Die meisten CSU-Abgeordneten spenden Stoiber zum Schluss minutenlang stehend Beifall. Es bleibt SPD-Fraktionschef Franz Maget überlassen, die CSU an die derzeit ungern gehörte Wahrheit zu erinnern, dass Stoiber von den eigenen Leuten gestürzt wurde. "Wenn er es so gut gemacht hat, warum muss er dann gehen?", spottet Maget.
Im Gegensatz zu früheren Triumphen im Münchner Maximilianeum erntet Stoiber vergleichsweise seltenen Zwischenapplaus.

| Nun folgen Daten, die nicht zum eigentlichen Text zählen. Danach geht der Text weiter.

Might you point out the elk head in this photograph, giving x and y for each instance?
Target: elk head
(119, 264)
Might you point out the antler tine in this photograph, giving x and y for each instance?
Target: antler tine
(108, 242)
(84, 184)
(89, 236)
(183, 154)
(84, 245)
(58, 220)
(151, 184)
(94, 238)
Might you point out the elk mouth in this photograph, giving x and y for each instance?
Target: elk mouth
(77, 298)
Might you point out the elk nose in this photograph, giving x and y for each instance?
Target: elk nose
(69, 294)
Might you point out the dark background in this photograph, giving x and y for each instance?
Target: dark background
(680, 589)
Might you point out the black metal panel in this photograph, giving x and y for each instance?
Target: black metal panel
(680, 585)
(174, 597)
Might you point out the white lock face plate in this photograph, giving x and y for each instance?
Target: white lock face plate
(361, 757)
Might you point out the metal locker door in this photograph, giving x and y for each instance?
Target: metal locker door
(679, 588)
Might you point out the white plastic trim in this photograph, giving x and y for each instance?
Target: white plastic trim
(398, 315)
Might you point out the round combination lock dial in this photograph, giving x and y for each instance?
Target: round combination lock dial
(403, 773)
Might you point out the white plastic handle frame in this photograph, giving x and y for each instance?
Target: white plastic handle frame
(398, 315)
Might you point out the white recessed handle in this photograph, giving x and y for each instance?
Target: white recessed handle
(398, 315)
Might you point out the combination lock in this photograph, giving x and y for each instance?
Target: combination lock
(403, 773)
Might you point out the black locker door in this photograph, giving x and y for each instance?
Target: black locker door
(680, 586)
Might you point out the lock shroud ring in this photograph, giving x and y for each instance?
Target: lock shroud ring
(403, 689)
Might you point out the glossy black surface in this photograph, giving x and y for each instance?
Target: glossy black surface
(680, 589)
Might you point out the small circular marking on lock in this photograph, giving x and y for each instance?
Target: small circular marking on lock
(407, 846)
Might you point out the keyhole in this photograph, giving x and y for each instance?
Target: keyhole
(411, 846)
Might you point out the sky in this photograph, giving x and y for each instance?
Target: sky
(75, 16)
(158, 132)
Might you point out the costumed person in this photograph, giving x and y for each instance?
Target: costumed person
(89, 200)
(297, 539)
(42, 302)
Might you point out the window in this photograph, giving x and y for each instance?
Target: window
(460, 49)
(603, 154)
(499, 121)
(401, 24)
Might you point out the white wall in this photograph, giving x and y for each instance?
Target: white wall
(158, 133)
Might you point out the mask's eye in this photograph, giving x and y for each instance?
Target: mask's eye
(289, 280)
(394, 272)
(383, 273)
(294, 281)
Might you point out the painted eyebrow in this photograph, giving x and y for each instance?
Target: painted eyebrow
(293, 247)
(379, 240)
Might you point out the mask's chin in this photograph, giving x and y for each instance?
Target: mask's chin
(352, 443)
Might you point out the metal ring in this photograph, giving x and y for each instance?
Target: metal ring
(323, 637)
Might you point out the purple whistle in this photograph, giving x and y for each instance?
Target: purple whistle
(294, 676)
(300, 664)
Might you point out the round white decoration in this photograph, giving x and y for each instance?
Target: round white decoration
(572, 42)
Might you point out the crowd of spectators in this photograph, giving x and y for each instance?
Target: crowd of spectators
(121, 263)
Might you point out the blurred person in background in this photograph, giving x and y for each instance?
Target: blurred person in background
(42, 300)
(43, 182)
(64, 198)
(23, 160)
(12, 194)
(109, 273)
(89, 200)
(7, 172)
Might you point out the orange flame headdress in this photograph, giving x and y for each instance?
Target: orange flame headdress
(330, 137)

Denn in den Gedanken der meisten CSU-Abgeordneten spielt Stoiber schon jetzt nur noch eine untergeordnete Rolle. Bereits am Donnerstag will die Landtags-CSU Beckstein offiziell als künftigen Ministerpräsidenten nominieren. Damit wird Stoiber für die letzten Monate seiner Amtszeit zum Platzhalter in der Staatskanzlei. Stoiber hätte am liebsten bis zum Schluss mit voller Kraft regiert. Vorgeschlagen wird Beckstein voraussichtlich von Fraktionschef Joachim Herrmann, nicht vom scheidenden Amtsinhaber.
Nach offizieller Darstellung soll Stoibers letzter großer Auftritt im Münchner Maximilianeum ein Fest der Einigkeit einleiten. "Diese ganze Woche wird eine Demonstration der Geschlossenheit", sagt CSU- Fraktionschef Herrmann - in den vergangenen Monaten einer der Hauptgegenspieler Stoibers. Am Donnerstag werde mit Becksteins Nominierung "der Kompass eingenordet auf die nächste Etappe". Am 9. Oktober steht Becksteins Wahl im Landtag auf der Tagesordnung.